1. Pengalaman peserta didik harus sesuai dengan tujuan yang ingin dicapai. Sebab, setiap tujuan akan menentukan pengalaman pembelajaran.
2. Setiap pengalaman belajar harus memuaskan peserta didik
3. Setiap rancangan pengalaman belajar sebaiknya melibatkan peserta didik,
4. Dalam satu pengalaman belajar kemungkinan dapat mencapai tujuan yang berbeda.
f.    Organisasi Pengalaman belajar
Mengutip pendapatnya Tyler, terdapat tiga prinsip dalam mengorganisasi pengalaman belajar, yaitu kontinuitas, urutan isi dan integrasi. Kontinuitas bearti bahwa, pengalaman belajar yang diberikan harus memiliki kesinambungan yang diperlukan untuk pengembangan belajar selanjutnya dan untuk memperoleh pengalaman belajar dalam bidang lain.
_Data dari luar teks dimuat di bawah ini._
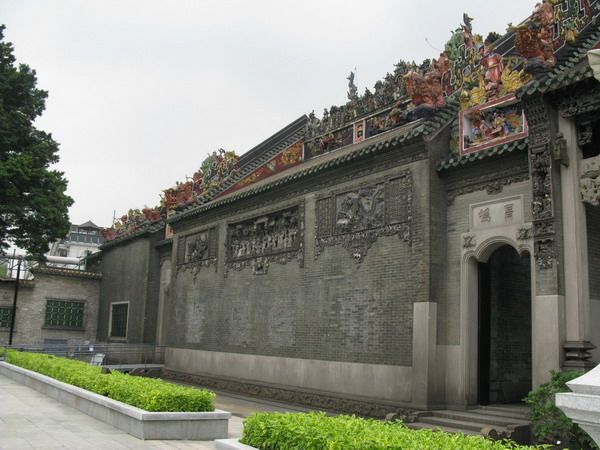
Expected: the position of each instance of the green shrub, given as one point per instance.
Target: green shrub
(316, 431)
(145, 393)
(549, 424)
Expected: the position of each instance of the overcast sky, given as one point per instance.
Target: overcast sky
(141, 91)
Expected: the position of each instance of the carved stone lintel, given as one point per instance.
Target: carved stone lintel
(577, 355)
(524, 234)
(469, 241)
(545, 255)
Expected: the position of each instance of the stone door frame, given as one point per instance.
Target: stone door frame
(478, 246)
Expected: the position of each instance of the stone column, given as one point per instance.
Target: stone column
(575, 254)
(548, 297)
(424, 373)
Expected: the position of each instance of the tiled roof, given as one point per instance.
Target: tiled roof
(498, 150)
(143, 230)
(338, 157)
(66, 272)
(571, 68)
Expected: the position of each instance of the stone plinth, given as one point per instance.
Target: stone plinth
(583, 404)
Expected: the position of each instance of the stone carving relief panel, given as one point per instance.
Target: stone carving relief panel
(355, 219)
(497, 214)
(197, 250)
(274, 237)
(590, 180)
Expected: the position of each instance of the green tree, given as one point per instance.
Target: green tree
(33, 202)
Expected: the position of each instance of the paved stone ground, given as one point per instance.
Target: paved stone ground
(30, 420)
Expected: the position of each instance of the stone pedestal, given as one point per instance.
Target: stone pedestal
(583, 404)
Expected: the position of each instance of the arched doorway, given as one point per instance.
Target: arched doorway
(504, 361)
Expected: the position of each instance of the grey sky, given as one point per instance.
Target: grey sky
(141, 91)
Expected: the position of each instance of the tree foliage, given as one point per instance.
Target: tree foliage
(33, 202)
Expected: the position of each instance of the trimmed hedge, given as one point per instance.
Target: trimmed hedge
(145, 393)
(550, 424)
(316, 431)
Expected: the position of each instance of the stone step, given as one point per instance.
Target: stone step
(451, 423)
(485, 419)
(419, 426)
(519, 412)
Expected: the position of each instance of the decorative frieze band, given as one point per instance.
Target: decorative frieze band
(197, 250)
(356, 219)
(274, 237)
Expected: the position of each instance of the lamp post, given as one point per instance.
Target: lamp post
(14, 311)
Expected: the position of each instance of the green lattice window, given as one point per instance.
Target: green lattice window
(5, 316)
(64, 314)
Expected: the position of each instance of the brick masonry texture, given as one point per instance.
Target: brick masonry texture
(31, 307)
(329, 309)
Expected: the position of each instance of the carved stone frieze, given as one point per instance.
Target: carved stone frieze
(469, 241)
(314, 399)
(559, 150)
(590, 181)
(197, 250)
(524, 234)
(277, 237)
(356, 219)
(585, 133)
(543, 228)
(545, 254)
(538, 121)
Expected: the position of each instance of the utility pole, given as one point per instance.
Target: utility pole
(14, 311)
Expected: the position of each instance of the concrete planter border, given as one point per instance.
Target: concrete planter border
(135, 421)
(232, 444)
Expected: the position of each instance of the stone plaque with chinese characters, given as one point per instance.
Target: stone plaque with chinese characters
(502, 213)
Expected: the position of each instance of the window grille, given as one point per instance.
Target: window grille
(5, 317)
(64, 314)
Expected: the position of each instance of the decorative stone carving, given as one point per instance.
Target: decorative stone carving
(469, 241)
(197, 250)
(585, 133)
(524, 234)
(356, 219)
(544, 253)
(590, 181)
(275, 237)
(316, 400)
(559, 150)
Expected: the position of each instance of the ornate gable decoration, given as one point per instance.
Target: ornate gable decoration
(356, 219)
(274, 237)
(289, 157)
(197, 250)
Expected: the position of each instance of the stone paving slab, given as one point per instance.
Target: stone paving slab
(31, 420)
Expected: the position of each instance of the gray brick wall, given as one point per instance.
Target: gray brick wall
(458, 223)
(330, 309)
(31, 307)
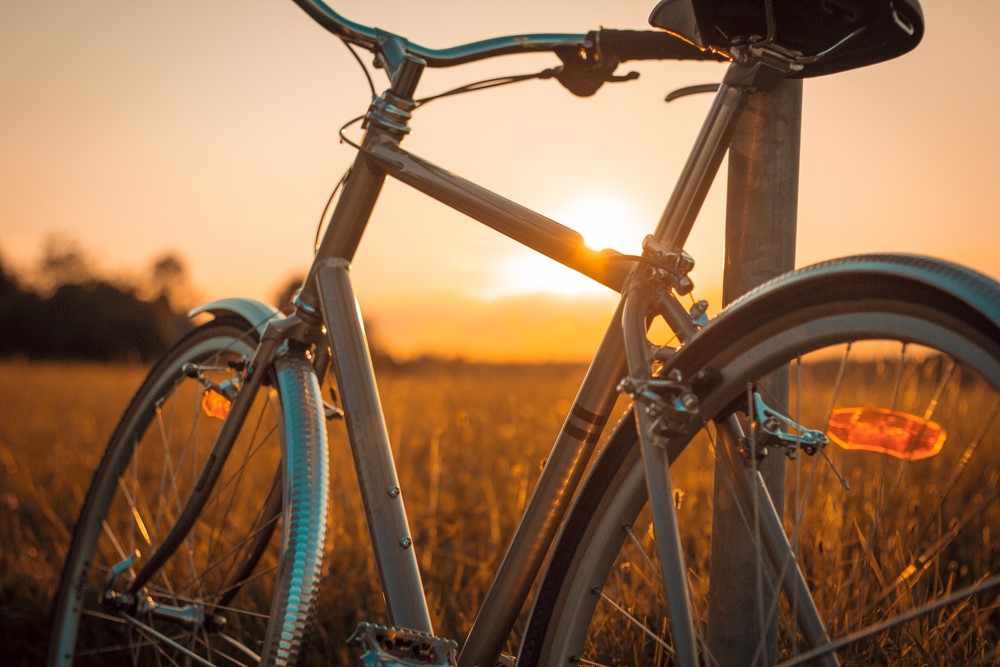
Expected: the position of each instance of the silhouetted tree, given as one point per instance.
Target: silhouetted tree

Adapun urutan isi, artinya setiap pengalaman belajar yang diberikan kepada peserta didik harus memperhatikan tingkat perkembangan mereka.
g.   Penetuan tentang apa yang harus dievaluasi dan cara untuk melakukannya.
Dalam melakukan evaluasi, Taba menganjurkan beberapa hal, 1. Menetapkan kriteria penilaian, 2. Menyususn program evaluasi yang koperhensif, 3. Menerapkan teknik pengumpulan data, 4. Melakukan interpretasi data evaluasi, 5. Menerjemahkan evaluasi ke dalam kurikulum.[12]

3. Model Oliva
Rumusan Filsafat
Implementasi
Implementasi
Desain Perencanaan
Rumusan Tujuan Khusus
Rumusan Tujuan Umum
   Menurut oliva, suatu model kurikulum harus bersifat simpel, koperhensif dan sistematik. Oliva menggambarkan bahwa dalam pengembangan suatu kurikulum, ada 12 komponen yang satu sama lain saling berkaitan, seperti yang terlihat dalam gambar berikut.

 

           

Dari bagian di atas, tampak model pengenbangan kurikulum yang dikemukakan oleh olivia.
Komponen Pertama, perumusan filosofis, sasaran, misi serta visi pendidikan, yang semianya berseumber dari analisis kebutuhan siswa dan analisis kebutuhan masyarakat.
Komponen Kedua, adalah analisis kebutuhan masyarakat dimana sekolah itu berada, kebutuhan siswa dan urgensi dari disiplin ilmu yang harus diberikan oleh sekolah. Sumber kurikulum dapat dilihat dari komponen satu dan dua ini. Komponen satu berisi pernyataan-pernyataan yang bersifat umum dan sangat ideal. Sedanglan komponen dua sudah mengarah pada tujuan yang lebih khusus.
Komponen Ketiga dan keempat, berisi tentang tujuan umum dan tujuan khusus kurikulum yang didasarkan pada kebutuhan seperti yang tercantum pada komponen satu dan dua.
Komponen kelima, mengorganisasikan rancangan dan mengimplementasikan kurikulum.
Komponen keenam dan ke tujuh, mulai menjabarkan kurikulum dalam bentuk perumusan tujuan umum dan khusus pembelajaran.
Komponen kedelapan, menetapkan strategi pembelajaran yang dimungkinkan dapat tercapai tujuan .
Komponen kesembilan, setudi awal tentang strategi dan teknik penilaian yang dapat digunakan.
Komponen kesepuluh, mengimplementasikan strategi kurikulum, setelah strategi diimplementasikan, pengembangan kurikulum kembali ke komponen sembilan atau komponen sembilan plan B, untuk menyempurnakan alat atau teknik penilaian.
Komponen ke sebelas dan duabelas, dilakukan evaluasi terhadap pembelajaran dan evaluasi kurikulum.[13]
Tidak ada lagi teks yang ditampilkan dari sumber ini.